The skipper’s voice bellowed through the general call speakers all over the ship:
“Mr. Taine! You will go to your quarters, under arrest! Mr. Baird, burn him down if he hesitates!”
Then there was a rushing, and scrambling figures appeared and were all about. They were members of the Niccola’s crew, sent by the skipper. They regarded the Plumie with detachment, but Taine with a wary expectancy. Taine turned purple with fury. He shouted. He raged. He called Baird and the others Plumie-lovers and vermin-worshipers. He shouted foulnesses at them. But he did not attack.
When, still shouting, he went away, Baird said apologetically to the Plumie:
“He’s a xenophobe. He has a pathological hatred of strangers—even of strangeness. We have him on board because—”
Then he stopped. The Plumie wouldn’t understand, of course. But his eyes took on a curious look. It was almost as if, looking at Baird, they twinkled.
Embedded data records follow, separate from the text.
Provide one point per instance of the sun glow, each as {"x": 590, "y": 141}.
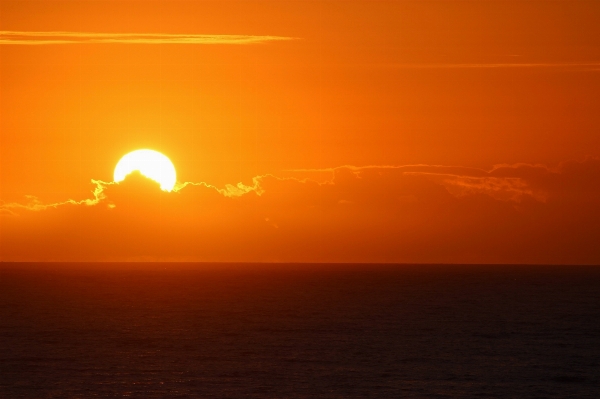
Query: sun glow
{"x": 149, "y": 163}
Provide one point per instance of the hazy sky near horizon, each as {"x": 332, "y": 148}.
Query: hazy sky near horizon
{"x": 380, "y": 131}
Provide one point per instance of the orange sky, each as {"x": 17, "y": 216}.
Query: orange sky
{"x": 407, "y": 131}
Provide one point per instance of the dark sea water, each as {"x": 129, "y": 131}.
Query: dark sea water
{"x": 299, "y": 331}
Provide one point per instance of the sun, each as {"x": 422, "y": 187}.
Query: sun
{"x": 149, "y": 163}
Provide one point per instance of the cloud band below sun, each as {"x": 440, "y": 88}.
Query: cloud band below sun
{"x": 45, "y": 38}
{"x": 415, "y": 213}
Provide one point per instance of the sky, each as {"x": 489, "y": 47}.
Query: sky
{"x": 302, "y": 131}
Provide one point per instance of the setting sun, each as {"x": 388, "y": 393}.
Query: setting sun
{"x": 149, "y": 163}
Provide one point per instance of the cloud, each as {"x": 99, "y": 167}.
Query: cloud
{"x": 499, "y": 65}
{"x": 45, "y": 38}
{"x": 414, "y": 213}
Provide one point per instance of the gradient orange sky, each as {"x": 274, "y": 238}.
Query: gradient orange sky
{"x": 406, "y": 131}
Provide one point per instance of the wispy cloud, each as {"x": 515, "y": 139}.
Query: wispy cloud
{"x": 513, "y": 65}
{"x": 44, "y": 38}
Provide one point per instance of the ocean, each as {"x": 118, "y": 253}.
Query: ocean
{"x": 152, "y": 330}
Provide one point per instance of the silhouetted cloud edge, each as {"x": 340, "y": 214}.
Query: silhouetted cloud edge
{"x": 59, "y": 37}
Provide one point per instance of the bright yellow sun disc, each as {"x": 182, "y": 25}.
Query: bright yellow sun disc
{"x": 149, "y": 163}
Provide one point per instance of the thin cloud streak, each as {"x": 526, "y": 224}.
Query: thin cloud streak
{"x": 495, "y": 65}
{"x": 47, "y": 38}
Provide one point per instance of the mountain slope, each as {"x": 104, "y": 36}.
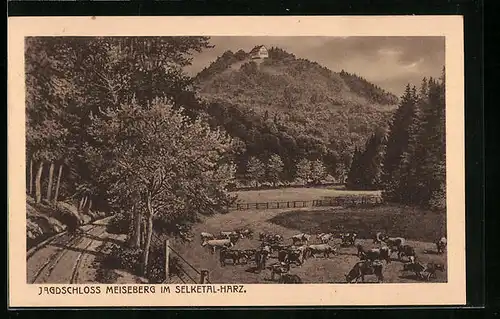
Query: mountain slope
{"x": 307, "y": 101}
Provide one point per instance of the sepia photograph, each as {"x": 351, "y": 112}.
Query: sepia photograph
{"x": 236, "y": 159}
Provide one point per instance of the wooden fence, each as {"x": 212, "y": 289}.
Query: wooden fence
{"x": 351, "y": 201}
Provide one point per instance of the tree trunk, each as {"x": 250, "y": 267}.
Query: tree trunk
{"x": 136, "y": 229}
{"x": 90, "y": 205}
{"x": 80, "y": 206}
{"x": 143, "y": 234}
{"x": 149, "y": 234}
{"x": 51, "y": 179}
{"x": 38, "y": 183}
{"x": 58, "y": 183}
{"x": 31, "y": 177}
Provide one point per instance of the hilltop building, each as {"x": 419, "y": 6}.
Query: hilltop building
{"x": 259, "y": 52}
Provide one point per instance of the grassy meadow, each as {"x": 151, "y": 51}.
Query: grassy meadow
{"x": 293, "y": 193}
{"x": 420, "y": 228}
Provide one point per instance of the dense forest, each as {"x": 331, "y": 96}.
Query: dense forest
{"x": 408, "y": 162}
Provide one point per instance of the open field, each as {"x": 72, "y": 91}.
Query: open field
{"x": 421, "y": 228}
{"x": 291, "y": 194}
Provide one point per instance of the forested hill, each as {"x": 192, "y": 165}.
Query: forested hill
{"x": 293, "y": 101}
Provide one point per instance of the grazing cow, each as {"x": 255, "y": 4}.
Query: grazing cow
{"x": 291, "y": 256}
{"x": 304, "y": 251}
{"x": 283, "y": 256}
{"x": 234, "y": 255}
{"x": 441, "y": 245}
{"x": 364, "y": 268}
{"x": 348, "y": 239}
{"x": 431, "y": 269}
{"x": 325, "y": 249}
{"x": 261, "y": 258}
{"x": 279, "y": 269}
{"x": 318, "y": 236}
{"x": 272, "y": 238}
{"x": 277, "y": 246}
{"x": 230, "y": 234}
{"x": 301, "y": 238}
{"x": 361, "y": 250}
{"x": 406, "y": 250}
{"x": 296, "y": 257}
{"x": 248, "y": 254}
{"x": 206, "y": 236}
{"x": 215, "y": 244}
{"x": 382, "y": 253}
{"x": 394, "y": 242}
{"x": 289, "y": 279}
{"x": 415, "y": 267}
{"x": 325, "y": 238}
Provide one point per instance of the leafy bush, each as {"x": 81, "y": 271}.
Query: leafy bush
{"x": 156, "y": 273}
{"x": 119, "y": 224}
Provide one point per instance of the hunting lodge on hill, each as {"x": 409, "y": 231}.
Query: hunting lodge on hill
{"x": 259, "y": 52}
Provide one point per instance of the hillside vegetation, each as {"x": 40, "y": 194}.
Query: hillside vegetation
{"x": 294, "y": 108}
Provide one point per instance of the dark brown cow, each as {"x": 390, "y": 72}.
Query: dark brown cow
{"x": 365, "y": 268}
{"x": 234, "y": 255}
{"x": 441, "y": 245}
{"x": 289, "y": 279}
{"x": 376, "y": 254}
{"x": 406, "y": 250}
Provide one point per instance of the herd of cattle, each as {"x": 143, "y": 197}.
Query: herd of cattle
{"x": 371, "y": 261}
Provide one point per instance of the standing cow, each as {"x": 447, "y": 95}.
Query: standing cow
{"x": 441, "y": 245}
{"x": 365, "y": 268}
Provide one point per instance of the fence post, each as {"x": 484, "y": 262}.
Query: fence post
{"x": 167, "y": 253}
{"x": 204, "y": 276}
Baird took him back to the skipper.
“He’s got the picture, sir,” he reported.
The Plumie pulled out his sketch plate. He drew on it. He offered it. The skipper said heavily:
“You guessed right, Mr. Baird. He suggests that someone from this ship go on board the Plumie vessel. He’s drawn two pressure-suited figures going in their air lock. One’s larger than the other. Will you go?”